Specialization: Expert agents handle specific domains.
Control: Explicit control over agent communication.
Multi-agent systems can connect agents in several ways:
Network
Agents can communicate freely with each other, each deciding independently whom to contact next.
Assess communication efficiency, decision quality on agent selection, and coordination complexity.
Supervisor
Agents communicate exclusively with a single supervisor that makes all routing decisions.
Evaluate supervisor decision accuracy, efficiency of routing, and effectiveness in task management.
Supervisor (Tool-calling)
Supervisor uses an LLM to invoke agents represented as tools, making explicit tool calls with arguments.
Evaluate tool-calling accuracy, appropriateness of arguments passed, and supervisor decision quality.
Hierarchical
Systems with supervisors of supervisors, allowing complex, structured flows.
Evaluate communication efficiency, decision-making at each hierarchical level, and overall system coherence.
Custom Workflow
Agents communicate within predetermined subsets, combining deterministic and agent-driven decisions.
Evaluate workflow efficiency, clarity of communication paths, and effectiveness of the predetermined control flow.
There are a few different strategies for evaluating multi agent applications.
1. Agent Handoff Evaluation
When tasks transfer between agents, evaluate:
Appropriateness: Is the timing logical?
Information Transfer: Was context transferred effectively?
Timing: Optimal handoff moment.
2. System-Level Evaluation
Measure holistic performance:
End-to-End Task Completion
Efficiency: Number of interactions, processing speed
User Experience
3. Coordination Evaluation
Evaluate cooperative effectiveness:
Communication Quality
Conflict Resolution
Resource Management
Multi-agent systems introduce added complexity:
Complexity Management: Evaluate agents individually, in pairs, and system-wide.

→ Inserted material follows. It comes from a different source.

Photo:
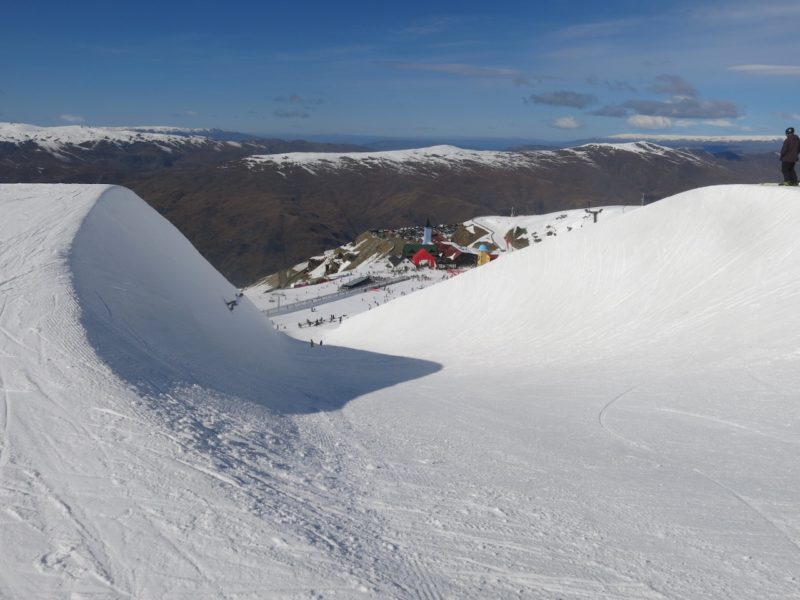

Emergent Behaviors: Monitor for collective intelligence and unexpected interactions.
Evaluation Granularity:
Agent-level: Individual performance
Interaction-level: Agent interactions
System-level: Overall performance
User-level: End-user experience
Performance Metrics: Latency, throughput, scalability, reliability, operational cost
Adapt single-agent evaluation methods like tool-calling evaluations and planning assessments.
See our guide on agent evals and use our pre-built evals that you can leverage in Phoenix.
Focus evaluations on coordination efficiency, overall system efficiency, and emergent behaviors.
See our docs for creating your own custom evals in Phoenix.
Structure evaluations to match architecture:
Bottom-Up: From individual agents upward.
Top-Down: From system goals downward.
Hybrid: Combination for comprehensive coverage.